Neuesten Umfragen zufolge ist die Leserschaft dieser Zeitung erstens beneidenswert jung und schön und gehört in der zweiten Großgruppe der gut situierten, an entscheidenden Stellen tätigen, gut ausgebildeten politisch denkenden und überhaupt fabelhaften Generation der um die 46,5jährigen an. Diesen Menschen, Ihnen also, wenden wir uns heute zu. Denn jetzt, da wieder ein Jahr zu Ende geht, ist es Zeit, kurz innezuhalten und diesem schnellebigen Lellileben wenigstens für einen Moment die kalte Schulter zu zeigen. War nicht, denken Sie sofort, gerade vor einem Monat ein anderes Jahr zu Ende gegangen? Und plagte Sie nicht gerade vor sechs Wochen der Kater nach der Feier zum Jahreswechsel vom Vorvorjahr zum Vorjahr?

Damals, Weihnachten. Wer bloß hatte ausgeheckt, vor diesem Fest viiiieerr verflixte Adventssonntage anzusetzen.
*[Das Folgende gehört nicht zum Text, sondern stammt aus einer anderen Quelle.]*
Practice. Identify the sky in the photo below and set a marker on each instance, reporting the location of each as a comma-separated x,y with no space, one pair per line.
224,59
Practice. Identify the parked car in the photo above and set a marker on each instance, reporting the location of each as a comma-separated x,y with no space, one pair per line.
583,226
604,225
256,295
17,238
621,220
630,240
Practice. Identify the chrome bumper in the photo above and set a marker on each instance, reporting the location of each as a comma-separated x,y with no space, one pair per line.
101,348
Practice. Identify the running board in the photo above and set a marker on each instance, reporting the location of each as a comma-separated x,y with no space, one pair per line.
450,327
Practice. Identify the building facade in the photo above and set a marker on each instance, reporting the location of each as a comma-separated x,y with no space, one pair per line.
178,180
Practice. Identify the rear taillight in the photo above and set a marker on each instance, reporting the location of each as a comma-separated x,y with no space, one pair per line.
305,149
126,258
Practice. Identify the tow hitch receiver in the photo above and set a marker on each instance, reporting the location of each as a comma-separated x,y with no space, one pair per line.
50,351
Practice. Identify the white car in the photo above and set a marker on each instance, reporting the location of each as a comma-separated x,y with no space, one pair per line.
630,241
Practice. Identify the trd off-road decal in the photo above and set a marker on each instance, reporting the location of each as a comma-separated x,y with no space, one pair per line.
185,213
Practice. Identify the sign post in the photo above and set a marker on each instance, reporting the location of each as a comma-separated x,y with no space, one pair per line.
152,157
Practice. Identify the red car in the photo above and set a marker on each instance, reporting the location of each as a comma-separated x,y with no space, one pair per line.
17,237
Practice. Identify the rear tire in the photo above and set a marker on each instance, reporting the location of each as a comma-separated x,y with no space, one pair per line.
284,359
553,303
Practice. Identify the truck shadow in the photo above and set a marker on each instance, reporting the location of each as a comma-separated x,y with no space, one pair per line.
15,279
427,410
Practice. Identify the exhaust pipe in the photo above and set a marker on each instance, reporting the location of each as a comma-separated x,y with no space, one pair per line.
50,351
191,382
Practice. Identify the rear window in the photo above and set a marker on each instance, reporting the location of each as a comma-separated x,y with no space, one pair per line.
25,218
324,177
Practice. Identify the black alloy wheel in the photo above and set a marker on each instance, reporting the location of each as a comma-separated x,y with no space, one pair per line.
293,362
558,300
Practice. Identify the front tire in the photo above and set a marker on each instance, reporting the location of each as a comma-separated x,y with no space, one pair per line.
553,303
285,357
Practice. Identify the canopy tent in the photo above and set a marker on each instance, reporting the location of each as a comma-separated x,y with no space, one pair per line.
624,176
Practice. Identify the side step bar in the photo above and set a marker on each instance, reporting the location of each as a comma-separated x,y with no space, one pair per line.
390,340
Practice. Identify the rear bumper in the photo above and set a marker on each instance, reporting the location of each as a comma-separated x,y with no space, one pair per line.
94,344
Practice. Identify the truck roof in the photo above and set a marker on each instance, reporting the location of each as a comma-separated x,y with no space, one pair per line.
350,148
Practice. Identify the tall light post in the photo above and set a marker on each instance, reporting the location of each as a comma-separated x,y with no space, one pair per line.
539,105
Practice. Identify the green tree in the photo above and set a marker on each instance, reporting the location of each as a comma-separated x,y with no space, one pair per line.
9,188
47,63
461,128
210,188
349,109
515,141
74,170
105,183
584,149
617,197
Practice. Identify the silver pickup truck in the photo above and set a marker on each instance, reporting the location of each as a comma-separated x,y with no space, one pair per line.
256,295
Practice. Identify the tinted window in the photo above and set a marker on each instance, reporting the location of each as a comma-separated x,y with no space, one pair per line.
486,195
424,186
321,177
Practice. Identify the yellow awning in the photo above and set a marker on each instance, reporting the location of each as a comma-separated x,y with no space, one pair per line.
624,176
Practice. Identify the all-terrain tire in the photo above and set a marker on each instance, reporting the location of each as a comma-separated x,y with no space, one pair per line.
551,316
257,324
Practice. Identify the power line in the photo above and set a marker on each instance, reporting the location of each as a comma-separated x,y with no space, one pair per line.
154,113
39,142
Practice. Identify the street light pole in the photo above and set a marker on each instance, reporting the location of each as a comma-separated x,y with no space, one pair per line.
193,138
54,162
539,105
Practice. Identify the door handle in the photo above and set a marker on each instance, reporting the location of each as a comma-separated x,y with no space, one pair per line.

Ewig zog sich das Warten aufs Christkind, also auf Geschenke, hin, und ein Ende war nicht abzusehen. Und heute? Heute sind ein Jahr nichts und viereinhalb Wochen ein Zwölftel von nichts. Mit dem Schnellellileben nahen Alter und Vergeßlichkeit, und da hilft nur Denksport.

„Alle dafür, aber die Mehrheit ist dagegen“ lautet unsere heutige Lektion für alle unsere Lieben, die vor Einführung der Mengenlehre um 1970 eingeschult wurden. Wenn nämlich alle dafür sind, aber die Mehrheit dagegen ist, dann können gar nicht alle dafür sein, weil die „Mehrheit“ ein großer Teil von „alle“ ist. Weil aber andererseits die Zeit als vierte Dimension (nach Kant unbedingt) zu bedenken ist, könnte „alle dafür“ einen Zustand davor (etwa vor Einführung der Orientierungsstufe) beschreiben und „Mehrheit ist dagegen“ die Gegenwart. Quizfrage: Wer war, ist und wird gewesen sein die Minderheit?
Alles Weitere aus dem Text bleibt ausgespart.